Save that with everlasting grace
Thy soul shall linger in this place,
And haunt with music, or else be
A lyric in the memory.
Boston, 1915
VIII
Tonight it seems to be the same
As when we two would sit
With struggling breath beside the river.
How slowly the moon came
Above the hill; how wet
With shaking silver she arose
Above the hill.
Now in the sultry garden close
I hear the katydid
Strumming his foolish mandolin.
The wind is lying still,
And suddenly amid
The trembling boughs the moon expands into a scarlet flame.
What charm can bid the mind forget,
And sleep in peace forever,
Beyond the ghosts of ancient sin,
Lost laughter, barren tears.
And you, my dear, have slept four thousand years,
Beneath the Pyramid.
Brussels, 1918
IX
If you should come tonight
And say, "I could not go, and leave
You here alone in pain,"
How should I take delight
In that or dare believe,
Lest I deceive myself with dreams again?…

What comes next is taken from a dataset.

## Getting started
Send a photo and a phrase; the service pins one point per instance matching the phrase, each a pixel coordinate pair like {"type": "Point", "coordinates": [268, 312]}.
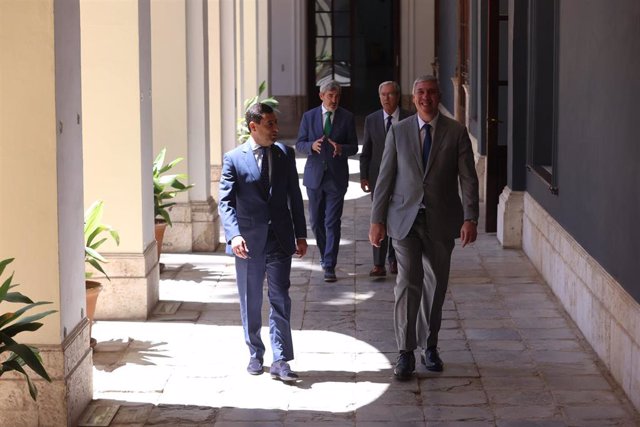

If you should come tonight.
Cambridge, 1916
X
You are very far to-night;
So far that my beseeching hands
Clasp on the bright
Metallic lock of some forbidden portal,
Where you alone may enter in;
And my long gaze
Blurs in a memory of other lands,
And other times.
You stand immortal.
You have fought clear beyond these nights and days
Whose rusty chimes
Shake the frail, faded tapestries of sin.
You stand immortal,
Intense with peace, immaculate as stone,
Raising white arms of praise,
Far from this night, triumphantly alone.
Cambridge, 1917
XI
O lonely star moving in still abodes
Where fear and strife lie indolently furled,
You cannot hear the rushing autumn hurled
Against these wanderers bent with futile loads.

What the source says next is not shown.